Les perspectives pour le proche avenir en matière de recrutement de sous-officiers de gendarmerie (SOG) et de gendarmes adjoints sont bonnes. Nous serons appelés à augmenter dès 2022 notre volume de recrutement en école, ce qui induira une tension sur le plan capacitaire en école. Nous allons recruter environ 1 000 sous-officiers supplémentaires. Cette perspective est le fruit de la transformation de 1 000 postes de gendarmes adjoints dans nos pelotons de surveillance en 1 000 postes de sous-officiers. Nous pressentons que nos écoles seront mises en tension, car grâce à « l'ascenseur social » qui fonctionne, sept sous-officiers sur dix sont issus des rangs des gendarmes adjoints, cinq à travers le concours interne et deux à travers le concours externe. Ainsi, chaque fois que nous recrutons et formons dix sous-officiers, il nous faut en remplacement recruter et former sept gendarmes adjoints. Pour recruter dix sous-officiers, il nous faut donc former dix-sept personnels des deux statuts. Cela représente un effort en matière de formation initiale et capacitaire.

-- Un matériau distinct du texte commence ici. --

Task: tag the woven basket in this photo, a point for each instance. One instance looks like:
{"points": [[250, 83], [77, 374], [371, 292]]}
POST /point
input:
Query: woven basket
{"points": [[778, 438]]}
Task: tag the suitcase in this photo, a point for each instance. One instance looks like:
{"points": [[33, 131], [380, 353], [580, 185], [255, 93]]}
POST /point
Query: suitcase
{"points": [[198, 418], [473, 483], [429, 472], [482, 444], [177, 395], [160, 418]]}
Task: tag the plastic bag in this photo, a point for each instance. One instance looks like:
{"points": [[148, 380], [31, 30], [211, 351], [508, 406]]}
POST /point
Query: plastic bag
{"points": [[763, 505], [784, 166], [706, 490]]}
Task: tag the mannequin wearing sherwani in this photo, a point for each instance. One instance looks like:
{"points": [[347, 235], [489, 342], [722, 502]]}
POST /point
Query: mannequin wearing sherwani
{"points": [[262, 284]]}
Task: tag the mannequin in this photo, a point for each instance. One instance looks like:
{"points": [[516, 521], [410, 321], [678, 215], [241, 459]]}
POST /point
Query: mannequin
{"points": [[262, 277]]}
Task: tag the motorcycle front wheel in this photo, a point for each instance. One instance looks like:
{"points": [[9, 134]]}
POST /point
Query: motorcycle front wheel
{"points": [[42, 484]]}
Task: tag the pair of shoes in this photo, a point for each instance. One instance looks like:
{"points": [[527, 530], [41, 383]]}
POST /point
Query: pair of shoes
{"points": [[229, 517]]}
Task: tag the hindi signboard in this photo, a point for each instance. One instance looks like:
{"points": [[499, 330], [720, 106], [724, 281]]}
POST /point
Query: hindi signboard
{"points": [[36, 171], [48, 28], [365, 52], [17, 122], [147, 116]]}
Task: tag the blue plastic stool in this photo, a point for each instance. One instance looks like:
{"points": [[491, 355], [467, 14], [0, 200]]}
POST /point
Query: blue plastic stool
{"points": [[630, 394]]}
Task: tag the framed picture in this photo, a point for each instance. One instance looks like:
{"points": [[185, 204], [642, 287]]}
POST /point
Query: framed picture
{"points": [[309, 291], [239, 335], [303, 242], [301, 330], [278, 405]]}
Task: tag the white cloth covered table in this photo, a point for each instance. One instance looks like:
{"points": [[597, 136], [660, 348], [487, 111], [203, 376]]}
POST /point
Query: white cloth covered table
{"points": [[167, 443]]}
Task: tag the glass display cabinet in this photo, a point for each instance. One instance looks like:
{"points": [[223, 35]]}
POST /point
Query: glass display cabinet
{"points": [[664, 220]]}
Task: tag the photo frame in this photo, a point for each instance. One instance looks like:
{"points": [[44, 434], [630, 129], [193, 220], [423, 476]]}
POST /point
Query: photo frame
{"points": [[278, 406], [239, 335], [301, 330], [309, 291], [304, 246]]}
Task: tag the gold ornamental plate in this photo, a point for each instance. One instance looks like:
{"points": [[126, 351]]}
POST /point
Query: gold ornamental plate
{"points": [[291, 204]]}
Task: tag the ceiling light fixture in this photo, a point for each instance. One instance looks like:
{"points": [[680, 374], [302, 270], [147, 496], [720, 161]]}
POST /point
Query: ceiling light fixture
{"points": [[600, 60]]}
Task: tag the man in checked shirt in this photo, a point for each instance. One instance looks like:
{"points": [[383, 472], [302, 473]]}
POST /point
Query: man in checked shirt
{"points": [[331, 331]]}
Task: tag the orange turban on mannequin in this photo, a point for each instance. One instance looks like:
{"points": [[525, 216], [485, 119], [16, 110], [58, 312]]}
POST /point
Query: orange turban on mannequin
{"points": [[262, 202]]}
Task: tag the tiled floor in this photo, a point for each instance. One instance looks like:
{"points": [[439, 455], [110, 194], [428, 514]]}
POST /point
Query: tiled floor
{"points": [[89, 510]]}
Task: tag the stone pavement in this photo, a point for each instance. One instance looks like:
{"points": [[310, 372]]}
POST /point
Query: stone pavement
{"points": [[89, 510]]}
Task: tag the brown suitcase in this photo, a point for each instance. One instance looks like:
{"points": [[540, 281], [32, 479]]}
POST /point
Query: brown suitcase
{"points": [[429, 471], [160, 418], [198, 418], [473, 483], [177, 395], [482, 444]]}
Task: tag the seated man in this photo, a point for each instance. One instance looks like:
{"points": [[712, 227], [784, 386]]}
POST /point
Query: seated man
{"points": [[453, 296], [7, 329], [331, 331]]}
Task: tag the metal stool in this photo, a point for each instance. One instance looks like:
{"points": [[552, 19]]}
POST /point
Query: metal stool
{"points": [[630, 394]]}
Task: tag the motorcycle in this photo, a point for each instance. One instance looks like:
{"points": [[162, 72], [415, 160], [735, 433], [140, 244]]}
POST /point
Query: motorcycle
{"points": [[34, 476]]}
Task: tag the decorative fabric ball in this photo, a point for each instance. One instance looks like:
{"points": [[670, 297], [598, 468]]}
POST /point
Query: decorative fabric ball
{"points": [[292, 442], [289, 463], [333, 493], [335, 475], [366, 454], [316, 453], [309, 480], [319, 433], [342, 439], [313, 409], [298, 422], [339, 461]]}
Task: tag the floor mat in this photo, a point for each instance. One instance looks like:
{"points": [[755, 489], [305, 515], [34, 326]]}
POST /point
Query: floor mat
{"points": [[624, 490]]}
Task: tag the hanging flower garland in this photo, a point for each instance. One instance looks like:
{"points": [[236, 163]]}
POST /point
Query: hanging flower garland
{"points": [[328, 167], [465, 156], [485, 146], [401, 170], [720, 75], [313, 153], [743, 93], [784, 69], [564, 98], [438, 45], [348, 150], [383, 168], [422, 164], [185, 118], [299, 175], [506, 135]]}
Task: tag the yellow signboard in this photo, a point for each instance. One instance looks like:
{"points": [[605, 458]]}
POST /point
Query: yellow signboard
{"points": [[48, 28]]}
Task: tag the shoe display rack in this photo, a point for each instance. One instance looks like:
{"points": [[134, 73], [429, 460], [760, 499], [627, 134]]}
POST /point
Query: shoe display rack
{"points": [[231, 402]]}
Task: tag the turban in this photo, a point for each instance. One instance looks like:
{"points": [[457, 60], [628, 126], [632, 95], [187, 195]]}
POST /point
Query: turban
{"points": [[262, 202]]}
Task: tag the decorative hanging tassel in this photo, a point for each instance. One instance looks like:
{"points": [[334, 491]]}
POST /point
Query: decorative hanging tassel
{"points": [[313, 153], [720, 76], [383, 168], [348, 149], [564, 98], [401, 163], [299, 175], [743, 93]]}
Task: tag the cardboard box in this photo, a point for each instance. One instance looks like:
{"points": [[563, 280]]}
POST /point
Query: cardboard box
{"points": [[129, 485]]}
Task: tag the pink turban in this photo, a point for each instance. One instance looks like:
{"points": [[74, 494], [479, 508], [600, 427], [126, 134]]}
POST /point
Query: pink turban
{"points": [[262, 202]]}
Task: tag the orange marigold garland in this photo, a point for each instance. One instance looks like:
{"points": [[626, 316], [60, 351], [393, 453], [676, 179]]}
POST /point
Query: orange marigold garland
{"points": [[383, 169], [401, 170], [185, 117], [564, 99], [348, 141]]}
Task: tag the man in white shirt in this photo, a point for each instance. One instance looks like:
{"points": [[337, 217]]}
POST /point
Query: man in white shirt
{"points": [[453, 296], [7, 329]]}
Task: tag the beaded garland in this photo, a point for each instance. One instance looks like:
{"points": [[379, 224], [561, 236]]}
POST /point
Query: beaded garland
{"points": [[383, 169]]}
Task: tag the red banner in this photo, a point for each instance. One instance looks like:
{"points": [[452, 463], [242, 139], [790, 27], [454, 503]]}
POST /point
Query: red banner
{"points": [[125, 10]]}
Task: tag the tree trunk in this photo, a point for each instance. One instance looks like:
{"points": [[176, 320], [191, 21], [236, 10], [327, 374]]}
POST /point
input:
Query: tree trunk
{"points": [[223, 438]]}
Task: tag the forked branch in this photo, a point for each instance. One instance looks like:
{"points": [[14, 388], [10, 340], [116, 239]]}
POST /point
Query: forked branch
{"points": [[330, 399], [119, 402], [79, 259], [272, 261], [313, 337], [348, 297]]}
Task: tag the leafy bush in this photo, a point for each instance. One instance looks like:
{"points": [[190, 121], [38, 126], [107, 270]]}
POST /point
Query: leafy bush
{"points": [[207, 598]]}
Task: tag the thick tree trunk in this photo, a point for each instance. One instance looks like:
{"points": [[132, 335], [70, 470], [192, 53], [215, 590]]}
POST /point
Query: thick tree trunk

Le défi technologique auquel nous sommes confrontés redouble cet effort. Dans nos écoles, nous devons renforcer la formation technique aux nouvelles technologies du cyber et de la criminalistique. Nous recrutons par conséquent de plus en plus de scientifiques, auxquels nous fournissons un bagage juridique pour remplir leur mission. Il s'agit tant d'ingénieurs pour les officiers que de techniciens pour les sous-officiers. Des e-compagnies seront constituées à partir de sous-officiers présentant une appétence pour les nouvelles technologies. Une e-compagnie a d'ores et déjà été formée en 2021 et deux nouvelles seront mises en place en 2022.

Parallèlement, nous ne restons pas à l'écart des grandes réformes que connaît la fonction publique civile. Nous entendons mener la réforme de la haute administration de l'État au sein de la gendarmerie nationale. L'École des officiers de la gendarmerie nationale a donc été rattachée à l'Institut national de service public. À ce titre, tous nos élèves officiers suivent le même socle que tous les hauts fonctionnaires.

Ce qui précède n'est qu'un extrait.